Geleceğin bize hazırladığı sürprizler
Geçmiş yaşandı bitti, gelecek bizleri bekliyor. 2015-2050 döneminde dünya ve Türkiye’yi nasıl bir ortam bekliyor sektörel gelişmeler neler olacak? Kısa panoramik gezinti yapmaya ne dersiniz?..
İNGİLTERE Kraliçesi Elisabeth, son dünya krizinin başladığı 2008 sonbaharında yapılan bir brifingde ekonomistlere şu soruyu sormuştu: “Krizi neden kimse fark etmedi?

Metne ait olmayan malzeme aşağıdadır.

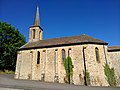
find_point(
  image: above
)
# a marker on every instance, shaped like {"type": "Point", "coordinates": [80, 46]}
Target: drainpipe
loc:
{"type": "Point", "coordinates": [85, 81]}
{"type": "Point", "coordinates": [109, 79]}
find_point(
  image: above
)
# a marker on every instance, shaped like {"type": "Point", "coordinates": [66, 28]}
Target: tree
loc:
{"type": "Point", "coordinates": [10, 40]}
{"type": "Point", "coordinates": [68, 68]}
{"type": "Point", "coordinates": [110, 75]}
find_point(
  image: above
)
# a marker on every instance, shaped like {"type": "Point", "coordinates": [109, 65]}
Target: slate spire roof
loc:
{"type": "Point", "coordinates": [37, 18]}
{"type": "Point", "coordinates": [64, 41]}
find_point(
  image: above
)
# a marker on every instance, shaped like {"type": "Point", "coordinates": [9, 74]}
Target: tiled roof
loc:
{"type": "Point", "coordinates": [113, 48]}
{"type": "Point", "coordinates": [64, 41]}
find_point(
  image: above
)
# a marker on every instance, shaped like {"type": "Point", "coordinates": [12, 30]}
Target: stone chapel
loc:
{"type": "Point", "coordinates": [43, 60]}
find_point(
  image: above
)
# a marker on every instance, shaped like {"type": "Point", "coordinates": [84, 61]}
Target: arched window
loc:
{"type": "Point", "coordinates": [69, 52]}
{"type": "Point", "coordinates": [63, 55]}
{"type": "Point", "coordinates": [33, 33]}
{"type": "Point", "coordinates": [38, 57]}
{"type": "Point", "coordinates": [97, 55]}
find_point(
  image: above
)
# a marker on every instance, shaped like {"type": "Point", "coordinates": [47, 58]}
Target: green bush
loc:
{"type": "Point", "coordinates": [110, 75]}
{"type": "Point", "coordinates": [69, 69]}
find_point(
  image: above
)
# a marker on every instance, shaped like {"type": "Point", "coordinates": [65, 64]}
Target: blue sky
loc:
{"type": "Point", "coordinates": [58, 18]}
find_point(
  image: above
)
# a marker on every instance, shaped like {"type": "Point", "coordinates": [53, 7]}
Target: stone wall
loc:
{"type": "Point", "coordinates": [27, 67]}
{"type": "Point", "coordinates": [114, 58]}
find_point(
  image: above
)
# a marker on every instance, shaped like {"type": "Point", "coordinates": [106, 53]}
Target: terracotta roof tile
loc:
{"type": "Point", "coordinates": [82, 39]}
{"type": "Point", "coordinates": [113, 48]}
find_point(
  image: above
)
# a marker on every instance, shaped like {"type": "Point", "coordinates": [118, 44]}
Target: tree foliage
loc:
{"type": "Point", "coordinates": [68, 68]}
{"type": "Point", "coordinates": [10, 40]}
{"type": "Point", "coordinates": [110, 75]}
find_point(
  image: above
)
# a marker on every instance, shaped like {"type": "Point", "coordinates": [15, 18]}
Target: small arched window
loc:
{"type": "Point", "coordinates": [97, 55]}
{"type": "Point", "coordinates": [63, 55]}
{"type": "Point", "coordinates": [38, 57]}
{"type": "Point", "coordinates": [33, 33]}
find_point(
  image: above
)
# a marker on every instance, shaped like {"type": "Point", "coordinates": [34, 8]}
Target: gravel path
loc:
{"type": "Point", "coordinates": [7, 82]}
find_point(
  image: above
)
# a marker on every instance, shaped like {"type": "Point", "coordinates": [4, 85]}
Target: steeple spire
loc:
{"type": "Point", "coordinates": [37, 18]}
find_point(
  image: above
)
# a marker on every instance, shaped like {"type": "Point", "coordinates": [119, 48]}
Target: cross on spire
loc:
{"type": "Point", "coordinates": [37, 18]}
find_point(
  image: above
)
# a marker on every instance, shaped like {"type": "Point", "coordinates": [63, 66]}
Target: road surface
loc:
{"type": "Point", "coordinates": [7, 82]}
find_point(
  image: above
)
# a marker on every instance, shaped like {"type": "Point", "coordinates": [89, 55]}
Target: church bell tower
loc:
{"type": "Point", "coordinates": [35, 33]}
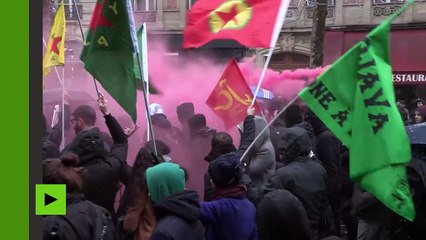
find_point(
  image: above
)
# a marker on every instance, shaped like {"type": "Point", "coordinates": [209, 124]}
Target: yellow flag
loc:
{"type": "Point", "coordinates": [54, 55]}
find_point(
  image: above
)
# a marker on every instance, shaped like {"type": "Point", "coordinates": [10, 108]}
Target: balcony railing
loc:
{"type": "Point", "coordinates": [144, 16]}
{"type": "Point", "coordinates": [71, 11]}
{"type": "Point", "coordinates": [385, 8]}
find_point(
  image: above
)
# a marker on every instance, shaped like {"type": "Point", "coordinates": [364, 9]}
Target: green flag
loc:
{"type": "Point", "coordinates": [152, 89]}
{"type": "Point", "coordinates": [355, 99]}
{"type": "Point", "coordinates": [108, 52]}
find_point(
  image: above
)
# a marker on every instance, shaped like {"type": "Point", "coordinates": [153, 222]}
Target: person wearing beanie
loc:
{"type": "Point", "coordinates": [221, 144]}
{"type": "Point", "coordinates": [103, 170]}
{"type": "Point", "coordinates": [184, 112]}
{"type": "Point", "coordinates": [176, 210]}
{"type": "Point", "coordinates": [162, 127]}
{"type": "Point", "coordinates": [199, 146]}
{"type": "Point", "coordinates": [281, 215]}
{"type": "Point", "coordinates": [303, 177]}
{"type": "Point", "coordinates": [230, 216]}
{"type": "Point", "coordinates": [83, 218]}
{"type": "Point", "coordinates": [420, 114]}
{"type": "Point", "coordinates": [261, 157]}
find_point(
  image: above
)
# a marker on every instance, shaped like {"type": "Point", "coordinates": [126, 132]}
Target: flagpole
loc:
{"type": "Point", "coordinates": [144, 48]}
{"type": "Point", "coordinates": [151, 130]}
{"type": "Point", "coordinates": [144, 86]}
{"type": "Point", "coordinates": [279, 21]}
{"type": "Point", "coordinates": [84, 40]}
{"type": "Point", "coordinates": [267, 126]}
{"type": "Point", "coordinates": [56, 70]}
{"type": "Point", "coordinates": [63, 108]}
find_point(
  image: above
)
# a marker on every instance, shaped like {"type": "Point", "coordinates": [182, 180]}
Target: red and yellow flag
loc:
{"type": "Point", "coordinates": [54, 55]}
{"type": "Point", "coordinates": [232, 96]}
{"type": "Point", "coordinates": [253, 23]}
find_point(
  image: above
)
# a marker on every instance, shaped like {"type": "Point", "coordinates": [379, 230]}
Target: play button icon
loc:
{"type": "Point", "coordinates": [51, 199]}
{"type": "Point", "coordinates": [48, 199]}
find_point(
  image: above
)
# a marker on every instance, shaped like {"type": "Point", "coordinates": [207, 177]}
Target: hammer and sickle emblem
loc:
{"type": "Point", "coordinates": [230, 95]}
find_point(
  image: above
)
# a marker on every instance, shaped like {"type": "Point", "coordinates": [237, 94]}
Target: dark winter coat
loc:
{"type": "Point", "coordinates": [328, 151]}
{"type": "Point", "coordinates": [102, 171]}
{"type": "Point", "coordinates": [261, 158]}
{"type": "Point", "coordinates": [83, 221]}
{"type": "Point", "coordinates": [280, 215]}
{"type": "Point", "coordinates": [178, 218]}
{"type": "Point", "coordinates": [49, 149]}
{"type": "Point", "coordinates": [213, 154]}
{"type": "Point", "coordinates": [301, 176]}
{"type": "Point", "coordinates": [229, 219]}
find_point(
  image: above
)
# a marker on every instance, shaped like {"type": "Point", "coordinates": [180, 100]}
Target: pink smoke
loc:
{"type": "Point", "coordinates": [180, 79]}
{"type": "Point", "coordinates": [284, 85]}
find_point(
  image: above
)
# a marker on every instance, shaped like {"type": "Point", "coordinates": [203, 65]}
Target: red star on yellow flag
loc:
{"type": "Point", "coordinates": [55, 42]}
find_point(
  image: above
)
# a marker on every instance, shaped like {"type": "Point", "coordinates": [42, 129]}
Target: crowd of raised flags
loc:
{"type": "Point", "coordinates": [354, 97]}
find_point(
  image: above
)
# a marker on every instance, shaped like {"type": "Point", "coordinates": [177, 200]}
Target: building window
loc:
{"type": "Point", "coordinates": [311, 3]}
{"type": "Point", "coordinates": [288, 60]}
{"type": "Point", "coordinates": [387, 1]}
{"type": "Point", "coordinates": [145, 5]}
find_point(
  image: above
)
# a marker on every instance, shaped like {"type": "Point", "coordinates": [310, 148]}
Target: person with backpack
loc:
{"type": "Point", "coordinates": [84, 220]}
{"type": "Point", "coordinates": [103, 170]}
{"type": "Point", "coordinates": [176, 210]}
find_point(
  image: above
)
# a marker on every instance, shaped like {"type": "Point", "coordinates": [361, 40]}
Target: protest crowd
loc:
{"type": "Point", "coordinates": [348, 161]}
{"type": "Point", "coordinates": [293, 184]}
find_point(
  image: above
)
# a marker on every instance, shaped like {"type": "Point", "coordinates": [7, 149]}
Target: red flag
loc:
{"type": "Point", "coordinates": [253, 23]}
{"type": "Point", "coordinates": [232, 96]}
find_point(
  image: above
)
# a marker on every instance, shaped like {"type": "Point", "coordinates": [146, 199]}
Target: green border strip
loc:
{"type": "Point", "coordinates": [14, 101]}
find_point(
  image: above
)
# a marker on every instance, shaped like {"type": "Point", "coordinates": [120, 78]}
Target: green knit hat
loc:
{"type": "Point", "coordinates": [164, 180]}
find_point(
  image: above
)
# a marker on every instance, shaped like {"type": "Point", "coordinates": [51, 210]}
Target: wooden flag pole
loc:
{"type": "Point", "coordinates": [56, 70]}
{"type": "Point", "coordinates": [84, 40]}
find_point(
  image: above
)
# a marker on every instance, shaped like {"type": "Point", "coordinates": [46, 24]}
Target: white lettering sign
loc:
{"type": "Point", "coordinates": [407, 78]}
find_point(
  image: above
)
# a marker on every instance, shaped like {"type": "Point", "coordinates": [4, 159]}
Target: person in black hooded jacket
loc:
{"type": "Point", "coordinates": [102, 170]}
{"type": "Point", "coordinates": [280, 215]}
{"type": "Point", "coordinates": [328, 151]}
{"type": "Point", "coordinates": [176, 210]}
{"type": "Point", "coordinates": [83, 219]}
{"type": "Point", "coordinates": [221, 144]}
{"type": "Point", "coordinates": [302, 176]}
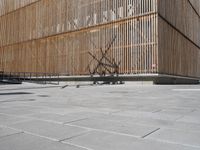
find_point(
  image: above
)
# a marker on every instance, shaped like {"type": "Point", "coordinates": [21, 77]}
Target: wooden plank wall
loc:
{"type": "Point", "coordinates": [7, 6]}
{"type": "Point", "coordinates": [179, 38]}
{"type": "Point", "coordinates": [52, 36]}
{"type": "Point", "coordinates": [196, 5]}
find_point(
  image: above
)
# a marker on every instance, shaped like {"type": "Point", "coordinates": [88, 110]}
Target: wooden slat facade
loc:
{"type": "Point", "coordinates": [55, 36]}
{"type": "Point", "coordinates": [179, 37]}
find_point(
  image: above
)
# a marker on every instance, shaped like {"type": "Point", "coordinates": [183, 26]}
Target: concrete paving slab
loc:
{"type": "Point", "coordinates": [17, 111]}
{"type": "Point", "coordinates": [182, 137]}
{"type": "Point", "coordinates": [106, 141]}
{"type": "Point", "coordinates": [7, 132]}
{"type": "Point", "coordinates": [118, 127]}
{"type": "Point", "coordinates": [139, 114]}
{"type": "Point", "coordinates": [30, 142]}
{"type": "Point", "coordinates": [10, 119]}
{"type": "Point", "coordinates": [71, 117]}
{"type": "Point", "coordinates": [49, 129]}
{"type": "Point", "coordinates": [190, 119]}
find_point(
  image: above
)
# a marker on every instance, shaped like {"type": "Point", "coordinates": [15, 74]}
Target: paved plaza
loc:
{"type": "Point", "coordinates": [107, 117]}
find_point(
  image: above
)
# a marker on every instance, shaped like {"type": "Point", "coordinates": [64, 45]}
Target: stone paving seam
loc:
{"type": "Point", "coordinates": [79, 146]}
{"type": "Point", "coordinates": [105, 131]}
{"type": "Point", "coordinates": [83, 133]}
{"type": "Point", "coordinates": [11, 135]}
{"type": "Point", "coordinates": [169, 142]}
{"type": "Point", "coordinates": [151, 133]}
{"type": "Point", "coordinates": [68, 122]}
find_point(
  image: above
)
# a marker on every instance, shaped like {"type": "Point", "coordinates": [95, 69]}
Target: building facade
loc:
{"type": "Point", "coordinates": [55, 36]}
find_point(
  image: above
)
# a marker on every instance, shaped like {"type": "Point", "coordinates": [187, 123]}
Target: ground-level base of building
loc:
{"type": "Point", "coordinates": [156, 78]}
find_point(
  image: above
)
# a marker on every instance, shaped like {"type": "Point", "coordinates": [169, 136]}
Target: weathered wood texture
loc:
{"type": "Point", "coordinates": [54, 36]}
{"type": "Point", "coordinates": [179, 38]}
{"type": "Point", "coordinates": [7, 6]}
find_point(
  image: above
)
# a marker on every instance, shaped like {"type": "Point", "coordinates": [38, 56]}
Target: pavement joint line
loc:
{"type": "Point", "coordinates": [170, 142]}
{"type": "Point", "coordinates": [83, 133]}
{"type": "Point", "coordinates": [76, 120]}
{"type": "Point", "coordinates": [45, 137]}
{"type": "Point", "coordinates": [30, 133]}
{"type": "Point", "coordinates": [186, 90]}
{"type": "Point", "coordinates": [22, 121]}
{"type": "Point", "coordinates": [10, 135]}
{"type": "Point", "coordinates": [12, 115]}
{"type": "Point", "coordinates": [105, 131]}
{"type": "Point", "coordinates": [176, 120]}
{"type": "Point", "coordinates": [157, 111]}
{"type": "Point", "coordinates": [151, 133]}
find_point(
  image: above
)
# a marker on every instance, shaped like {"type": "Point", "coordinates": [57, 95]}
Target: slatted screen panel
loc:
{"type": "Point", "coordinates": [55, 36]}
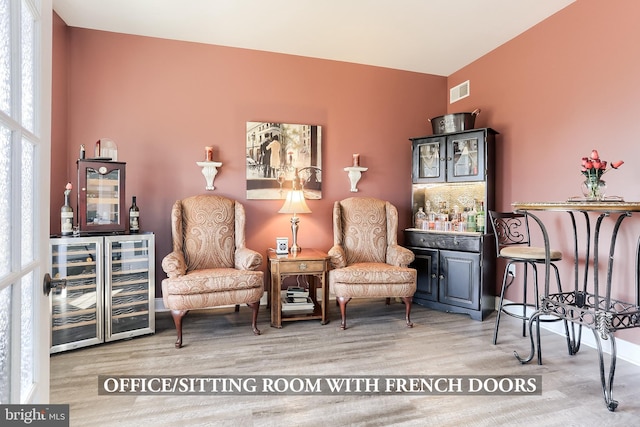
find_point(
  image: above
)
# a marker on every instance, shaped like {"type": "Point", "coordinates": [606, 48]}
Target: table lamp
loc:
{"type": "Point", "coordinates": [295, 204]}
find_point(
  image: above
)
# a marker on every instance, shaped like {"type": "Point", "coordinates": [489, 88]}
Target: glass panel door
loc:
{"type": "Point", "coordinates": [429, 160]}
{"type": "Point", "coordinates": [130, 286]}
{"type": "Point", "coordinates": [466, 158]}
{"type": "Point", "coordinates": [77, 315]}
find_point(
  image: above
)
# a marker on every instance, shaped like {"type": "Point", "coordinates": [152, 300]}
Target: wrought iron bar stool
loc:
{"type": "Point", "coordinates": [513, 244]}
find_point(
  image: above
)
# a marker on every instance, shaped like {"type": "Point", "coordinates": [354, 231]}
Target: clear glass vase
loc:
{"type": "Point", "coordinates": [594, 188]}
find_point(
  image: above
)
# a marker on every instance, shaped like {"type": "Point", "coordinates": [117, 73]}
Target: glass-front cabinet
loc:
{"type": "Point", "coordinates": [450, 158]}
{"type": "Point", "coordinates": [453, 181]}
{"type": "Point", "coordinates": [101, 204]}
{"type": "Point", "coordinates": [76, 314]}
{"type": "Point", "coordinates": [129, 284]}
{"type": "Point", "coordinates": [109, 292]}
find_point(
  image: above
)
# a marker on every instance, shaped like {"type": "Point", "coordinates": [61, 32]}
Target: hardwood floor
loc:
{"type": "Point", "coordinates": [219, 342]}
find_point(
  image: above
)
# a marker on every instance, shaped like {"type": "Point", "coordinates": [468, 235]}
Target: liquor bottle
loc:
{"type": "Point", "coordinates": [134, 217]}
{"type": "Point", "coordinates": [420, 219]}
{"type": "Point", "coordinates": [471, 219]}
{"type": "Point", "coordinates": [480, 218]}
{"type": "Point", "coordinates": [66, 215]}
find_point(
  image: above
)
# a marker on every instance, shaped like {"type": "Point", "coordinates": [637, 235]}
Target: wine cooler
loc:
{"type": "Point", "coordinates": [110, 289]}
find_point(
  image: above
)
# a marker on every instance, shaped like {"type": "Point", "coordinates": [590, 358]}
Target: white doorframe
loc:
{"type": "Point", "coordinates": [26, 125]}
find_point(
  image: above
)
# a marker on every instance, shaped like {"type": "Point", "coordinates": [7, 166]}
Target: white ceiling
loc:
{"type": "Point", "coordinates": [427, 36]}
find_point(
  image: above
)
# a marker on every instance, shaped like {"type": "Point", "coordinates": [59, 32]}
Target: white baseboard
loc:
{"type": "Point", "coordinates": [625, 350]}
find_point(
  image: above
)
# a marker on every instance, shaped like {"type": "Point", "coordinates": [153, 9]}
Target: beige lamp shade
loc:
{"type": "Point", "coordinates": [295, 203]}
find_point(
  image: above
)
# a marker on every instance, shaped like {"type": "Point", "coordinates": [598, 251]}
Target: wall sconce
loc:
{"type": "Point", "coordinates": [355, 172]}
{"type": "Point", "coordinates": [295, 204]}
{"type": "Point", "coordinates": [209, 168]}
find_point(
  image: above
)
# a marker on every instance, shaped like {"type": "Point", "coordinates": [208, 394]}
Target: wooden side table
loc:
{"type": "Point", "coordinates": [308, 262]}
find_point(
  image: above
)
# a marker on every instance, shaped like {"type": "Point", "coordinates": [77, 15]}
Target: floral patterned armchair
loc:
{"type": "Point", "coordinates": [366, 260]}
{"type": "Point", "coordinates": [210, 265]}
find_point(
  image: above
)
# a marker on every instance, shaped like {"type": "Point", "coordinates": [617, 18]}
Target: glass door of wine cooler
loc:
{"type": "Point", "coordinates": [130, 285]}
{"type": "Point", "coordinates": [76, 310]}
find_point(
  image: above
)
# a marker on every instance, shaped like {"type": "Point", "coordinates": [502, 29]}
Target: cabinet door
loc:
{"type": "Point", "coordinates": [76, 310]}
{"type": "Point", "coordinates": [429, 160]}
{"type": "Point", "coordinates": [426, 264]}
{"type": "Point", "coordinates": [129, 286]}
{"type": "Point", "coordinates": [460, 282]}
{"type": "Point", "coordinates": [466, 157]}
{"type": "Point", "coordinates": [101, 196]}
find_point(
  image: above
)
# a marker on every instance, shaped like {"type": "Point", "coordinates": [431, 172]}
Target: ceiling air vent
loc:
{"type": "Point", "coordinates": [458, 92]}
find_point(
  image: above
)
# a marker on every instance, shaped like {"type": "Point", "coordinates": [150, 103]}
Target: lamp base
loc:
{"type": "Point", "coordinates": [294, 231]}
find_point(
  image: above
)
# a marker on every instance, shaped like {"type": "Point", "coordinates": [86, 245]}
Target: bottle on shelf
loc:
{"type": "Point", "coordinates": [134, 217]}
{"type": "Point", "coordinates": [420, 219]}
{"type": "Point", "coordinates": [480, 218]}
{"type": "Point", "coordinates": [66, 214]}
{"type": "Point", "coordinates": [471, 218]}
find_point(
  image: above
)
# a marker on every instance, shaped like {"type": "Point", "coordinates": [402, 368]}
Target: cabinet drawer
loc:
{"type": "Point", "coordinates": [451, 241]}
{"type": "Point", "coordinates": [301, 266]}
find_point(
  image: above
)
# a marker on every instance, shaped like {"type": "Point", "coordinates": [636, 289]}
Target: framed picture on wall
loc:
{"type": "Point", "coordinates": [279, 154]}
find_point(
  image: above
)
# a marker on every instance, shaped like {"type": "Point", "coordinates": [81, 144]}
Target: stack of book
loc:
{"type": "Point", "coordinates": [296, 299]}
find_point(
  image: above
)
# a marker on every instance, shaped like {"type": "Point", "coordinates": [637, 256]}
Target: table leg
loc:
{"type": "Point", "coordinates": [607, 383]}
{"type": "Point", "coordinates": [535, 318]}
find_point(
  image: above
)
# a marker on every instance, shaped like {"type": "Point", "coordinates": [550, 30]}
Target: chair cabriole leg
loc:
{"type": "Point", "coordinates": [255, 307]}
{"type": "Point", "coordinates": [177, 320]}
{"type": "Point", "coordinates": [407, 307]}
{"type": "Point", "coordinates": [342, 301]}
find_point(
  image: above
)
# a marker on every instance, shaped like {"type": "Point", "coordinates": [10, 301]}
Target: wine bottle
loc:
{"type": "Point", "coordinates": [480, 218]}
{"type": "Point", "coordinates": [134, 217]}
{"type": "Point", "coordinates": [471, 218]}
{"type": "Point", "coordinates": [66, 217]}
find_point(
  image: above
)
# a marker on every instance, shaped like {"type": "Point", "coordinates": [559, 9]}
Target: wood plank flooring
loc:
{"type": "Point", "coordinates": [220, 342]}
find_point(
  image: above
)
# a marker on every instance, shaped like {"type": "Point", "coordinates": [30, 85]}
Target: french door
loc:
{"type": "Point", "coordinates": [25, 147]}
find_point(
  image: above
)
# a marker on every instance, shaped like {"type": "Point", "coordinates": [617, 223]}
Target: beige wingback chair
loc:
{"type": "Point", "coordinates": [366, 260]}
{"type": "Point", "coordinates": [210, 265]}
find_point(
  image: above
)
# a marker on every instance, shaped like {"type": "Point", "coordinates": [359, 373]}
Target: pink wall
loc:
{"type": "Point", "coordinates": [554, 93]}
{"type": "Point", "coordinates": [563, 88]}
{"type": "Point", "coordinates": [163, 101]}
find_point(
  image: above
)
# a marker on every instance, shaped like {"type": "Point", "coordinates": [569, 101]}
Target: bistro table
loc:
{"type": "Point", "coordinates": [589, 304]}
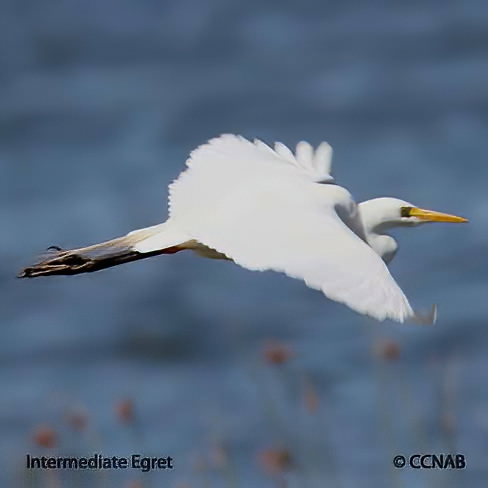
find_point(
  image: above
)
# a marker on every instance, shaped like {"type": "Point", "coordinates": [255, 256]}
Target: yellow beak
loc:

Neden bu kadar büyük bir olay gözden kaçtı?” London School of Economics’in öğretim üyelerinden Luis Garciano ise Kraliçe’ye şu cevabı vermişti: “Her dönemde insanlar başka birinin aldığı kararlara güveniyordu ve herkes en doğru olanı yaptığını düşünüyordu.”
Krizin 2008’den önce çok az sayıda bilim insanı dışında tahmin edilememiş olması, onların uyarılarının da dikkate alınmaması, geleceği görmenin ve önlem almanın çok zor bir iş olduğunu gösteriyor.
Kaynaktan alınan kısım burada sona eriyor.